The Georgia Institute of Technology, supported by the Kendeda Fund, invited architects across the country to participate in a competition that envisioned a Living Building at Georgia Tech. As one of three finalists, we joined forces with engineers, landscape architects and a cost estimator to realize Georgia Tech’s vision for a new exemplary building that meets the highest standard of beauty, sustainability, and replicability.
The Living Building Challenge (LBC) represents a transformative shift in our approach to how buildings are designed, built, and inhabited. Instead of merely trying to ensure that buildings are safe for occupants, or that we try to reduce the negative environmental consequences of how they are built and operated, LBC asks, “Instead of making buildings ‘less bad’, how can buildings be ‘good’?” How can we make the act of building to be restorative, with net positive impact on the environment and on human health? What would be required for buildings to take nature as their model, living off the sun and rain falling on the site, to incorporate no materials that threaten health, to reject the very notion of ‘waste’?
With goals this high, it’s perhaps not surprising that only a handful of buildings by 2015 had achieved full LBC certification. Not to mention you also have to prove that you’ve met these goals by submitting operational data after 1 year of occupancy. The projects that make it to the finish line have often been small, located in mild climates, with relatively low energy intensity uses, and had the good fortune to be occupied by highly engaged users, committed to adjusting their behavior and even their clothing in alignment with the limitations of the building.
For LBC to become not just an inspirational special case but the new normal, we need to show that it can work in large buildings, in urban settings, in challenging climates, supporting a wide range of energy intensity uses, and be a building that invites occupant engagement but can be occupied by mere mortals, not saints. We need an affordable, replicable template.
In late 2015 early 2016, the Georgia Institute of Technology conducted an ‘Ideas Competition’ that explored how to make Living Building Challenge certified buildings affordable and replicable in the hot, humid South. Given an entire precinct of campus as a potential site, the three final interdisciplinary design teams were challenged to produce specific design proposals testing how a building providing labs, classrooms, and offices could be integrated into a restored landscape on a modest budget. Georgia Tech’s staff, faculty, and students observed the process while the School of Architecture’s design studios paralleled the competition.
For 90 intense days, we collaborated with architects from two other firms (Collins Cooper Carusi and Hellmuth & Bicknese), landscape architects from Andropogon and HGOR, engineers from Newcomb & Boyd, Point Energy Innovations, energy consultants pattern r+d, Sherwood Design Engineers, Long Engineering and Uzun+Case, and perhaps most crucially the cost estimators of the Palacio Collaborative.

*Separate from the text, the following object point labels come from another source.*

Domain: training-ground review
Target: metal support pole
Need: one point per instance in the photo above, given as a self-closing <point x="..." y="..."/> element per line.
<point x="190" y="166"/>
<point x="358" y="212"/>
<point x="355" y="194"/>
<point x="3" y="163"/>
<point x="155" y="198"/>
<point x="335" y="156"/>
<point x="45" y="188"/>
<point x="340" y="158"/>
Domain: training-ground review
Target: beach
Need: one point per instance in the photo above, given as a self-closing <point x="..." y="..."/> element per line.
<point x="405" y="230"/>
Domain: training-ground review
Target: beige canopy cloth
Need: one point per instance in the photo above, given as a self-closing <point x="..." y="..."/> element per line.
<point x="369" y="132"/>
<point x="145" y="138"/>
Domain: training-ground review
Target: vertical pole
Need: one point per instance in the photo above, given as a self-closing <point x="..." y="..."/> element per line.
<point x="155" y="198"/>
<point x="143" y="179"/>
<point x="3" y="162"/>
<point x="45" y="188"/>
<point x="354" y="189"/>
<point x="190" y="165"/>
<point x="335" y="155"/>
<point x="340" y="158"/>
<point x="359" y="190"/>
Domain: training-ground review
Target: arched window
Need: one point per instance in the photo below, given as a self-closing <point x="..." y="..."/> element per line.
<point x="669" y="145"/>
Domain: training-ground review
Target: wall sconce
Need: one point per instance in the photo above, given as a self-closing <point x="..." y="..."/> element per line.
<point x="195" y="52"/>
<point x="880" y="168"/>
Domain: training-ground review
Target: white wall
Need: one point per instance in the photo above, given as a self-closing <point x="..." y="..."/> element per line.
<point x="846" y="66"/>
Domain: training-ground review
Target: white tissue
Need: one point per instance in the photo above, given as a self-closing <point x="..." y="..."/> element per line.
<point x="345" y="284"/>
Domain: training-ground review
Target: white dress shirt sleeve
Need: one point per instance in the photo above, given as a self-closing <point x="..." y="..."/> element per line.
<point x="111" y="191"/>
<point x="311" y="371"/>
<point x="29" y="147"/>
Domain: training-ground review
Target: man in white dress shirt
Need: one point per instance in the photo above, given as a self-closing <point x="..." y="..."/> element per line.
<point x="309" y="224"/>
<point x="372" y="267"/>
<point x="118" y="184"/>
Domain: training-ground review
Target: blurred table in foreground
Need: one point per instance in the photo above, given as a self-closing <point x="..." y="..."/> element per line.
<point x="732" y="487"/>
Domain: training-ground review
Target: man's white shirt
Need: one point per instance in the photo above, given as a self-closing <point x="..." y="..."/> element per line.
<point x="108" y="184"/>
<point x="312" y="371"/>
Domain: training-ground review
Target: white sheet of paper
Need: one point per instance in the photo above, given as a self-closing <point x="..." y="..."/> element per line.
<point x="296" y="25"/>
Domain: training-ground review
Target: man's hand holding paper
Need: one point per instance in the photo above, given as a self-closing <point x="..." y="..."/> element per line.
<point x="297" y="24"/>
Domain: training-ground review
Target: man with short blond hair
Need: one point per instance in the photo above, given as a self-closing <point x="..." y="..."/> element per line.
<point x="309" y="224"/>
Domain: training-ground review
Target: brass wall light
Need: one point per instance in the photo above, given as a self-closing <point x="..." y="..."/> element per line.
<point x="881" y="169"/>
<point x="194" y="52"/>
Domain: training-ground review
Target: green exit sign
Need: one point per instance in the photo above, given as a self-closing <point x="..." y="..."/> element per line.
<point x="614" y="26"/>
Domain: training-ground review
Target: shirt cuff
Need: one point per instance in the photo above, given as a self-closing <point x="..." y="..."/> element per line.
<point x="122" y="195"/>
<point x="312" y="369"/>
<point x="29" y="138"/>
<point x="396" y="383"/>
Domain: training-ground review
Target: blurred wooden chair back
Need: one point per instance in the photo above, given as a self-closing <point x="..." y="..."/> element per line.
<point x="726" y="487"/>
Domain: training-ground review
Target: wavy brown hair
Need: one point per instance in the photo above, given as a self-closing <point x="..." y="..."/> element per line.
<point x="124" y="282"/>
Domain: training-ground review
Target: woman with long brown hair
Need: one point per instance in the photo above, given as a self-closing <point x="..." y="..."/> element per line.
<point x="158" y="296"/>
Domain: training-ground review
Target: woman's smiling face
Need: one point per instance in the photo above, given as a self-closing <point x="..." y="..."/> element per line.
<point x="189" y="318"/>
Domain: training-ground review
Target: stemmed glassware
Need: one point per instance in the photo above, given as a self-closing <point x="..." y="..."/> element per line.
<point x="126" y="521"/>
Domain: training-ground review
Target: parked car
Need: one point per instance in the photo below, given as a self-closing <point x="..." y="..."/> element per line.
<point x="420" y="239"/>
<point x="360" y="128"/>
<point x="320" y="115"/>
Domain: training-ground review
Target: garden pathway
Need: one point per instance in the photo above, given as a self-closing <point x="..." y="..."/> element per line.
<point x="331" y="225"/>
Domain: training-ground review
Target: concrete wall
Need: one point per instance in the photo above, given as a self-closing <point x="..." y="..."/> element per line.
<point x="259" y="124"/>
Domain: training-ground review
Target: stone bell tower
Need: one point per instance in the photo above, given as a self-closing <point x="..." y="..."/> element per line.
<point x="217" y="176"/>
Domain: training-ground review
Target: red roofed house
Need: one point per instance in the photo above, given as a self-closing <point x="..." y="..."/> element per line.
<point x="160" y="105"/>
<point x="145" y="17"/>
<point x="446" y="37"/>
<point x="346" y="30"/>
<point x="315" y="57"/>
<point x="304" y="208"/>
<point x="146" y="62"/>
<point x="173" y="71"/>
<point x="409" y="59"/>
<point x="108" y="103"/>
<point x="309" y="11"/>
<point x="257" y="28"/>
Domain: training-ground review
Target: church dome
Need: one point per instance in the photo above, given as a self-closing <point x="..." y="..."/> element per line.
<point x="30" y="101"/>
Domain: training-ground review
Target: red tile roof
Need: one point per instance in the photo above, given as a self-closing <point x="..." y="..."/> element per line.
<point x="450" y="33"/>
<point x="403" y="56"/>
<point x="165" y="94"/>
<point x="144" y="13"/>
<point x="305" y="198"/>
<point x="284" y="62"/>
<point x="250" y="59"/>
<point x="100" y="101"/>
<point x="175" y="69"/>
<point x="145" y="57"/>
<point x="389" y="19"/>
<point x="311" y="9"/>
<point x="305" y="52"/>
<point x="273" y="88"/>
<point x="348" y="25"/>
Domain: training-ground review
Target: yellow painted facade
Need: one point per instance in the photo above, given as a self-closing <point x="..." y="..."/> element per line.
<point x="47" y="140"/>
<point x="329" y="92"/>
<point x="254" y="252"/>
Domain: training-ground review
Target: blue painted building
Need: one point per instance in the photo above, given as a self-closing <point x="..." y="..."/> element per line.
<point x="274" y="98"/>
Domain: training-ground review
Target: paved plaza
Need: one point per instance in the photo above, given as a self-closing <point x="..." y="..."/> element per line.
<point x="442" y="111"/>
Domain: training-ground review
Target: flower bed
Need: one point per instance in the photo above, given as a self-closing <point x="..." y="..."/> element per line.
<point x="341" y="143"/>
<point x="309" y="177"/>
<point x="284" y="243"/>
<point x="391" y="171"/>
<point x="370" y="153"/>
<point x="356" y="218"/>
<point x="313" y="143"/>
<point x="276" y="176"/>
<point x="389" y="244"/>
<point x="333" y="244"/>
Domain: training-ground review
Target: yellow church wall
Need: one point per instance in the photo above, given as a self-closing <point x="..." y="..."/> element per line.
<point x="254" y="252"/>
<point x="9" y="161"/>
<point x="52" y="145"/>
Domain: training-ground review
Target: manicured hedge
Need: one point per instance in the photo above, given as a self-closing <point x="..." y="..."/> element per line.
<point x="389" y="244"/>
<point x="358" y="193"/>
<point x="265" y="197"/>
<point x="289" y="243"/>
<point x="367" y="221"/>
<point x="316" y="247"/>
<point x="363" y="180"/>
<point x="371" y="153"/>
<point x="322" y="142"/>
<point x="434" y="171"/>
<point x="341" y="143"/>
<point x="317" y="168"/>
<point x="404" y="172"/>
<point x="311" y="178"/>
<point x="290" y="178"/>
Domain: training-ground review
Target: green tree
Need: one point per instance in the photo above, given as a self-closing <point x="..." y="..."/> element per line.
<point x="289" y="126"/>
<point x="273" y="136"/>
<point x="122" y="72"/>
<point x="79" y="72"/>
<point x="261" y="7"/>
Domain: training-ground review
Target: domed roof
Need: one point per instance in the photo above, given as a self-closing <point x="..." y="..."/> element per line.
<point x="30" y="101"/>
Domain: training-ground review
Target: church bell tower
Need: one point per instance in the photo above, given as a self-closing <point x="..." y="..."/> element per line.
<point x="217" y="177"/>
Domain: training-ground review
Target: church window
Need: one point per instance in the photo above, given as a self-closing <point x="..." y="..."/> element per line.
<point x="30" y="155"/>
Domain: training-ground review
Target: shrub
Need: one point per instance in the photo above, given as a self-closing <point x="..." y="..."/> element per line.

Challenged to think differently with such a diverse group, the team used new collaboration tools like online meeting spaces and blogs to collect research ideas. Our team created new tools, such as The Hive and the Materials Petal Database — a crowdsourced collection of materials for the Living Building Challenge — for both developing and evaluating the design. At the end of the competition, the team presented two design concepts to form a dialogue of ideas.
By sharing what we’ve learned, we hope it can be transformative for you.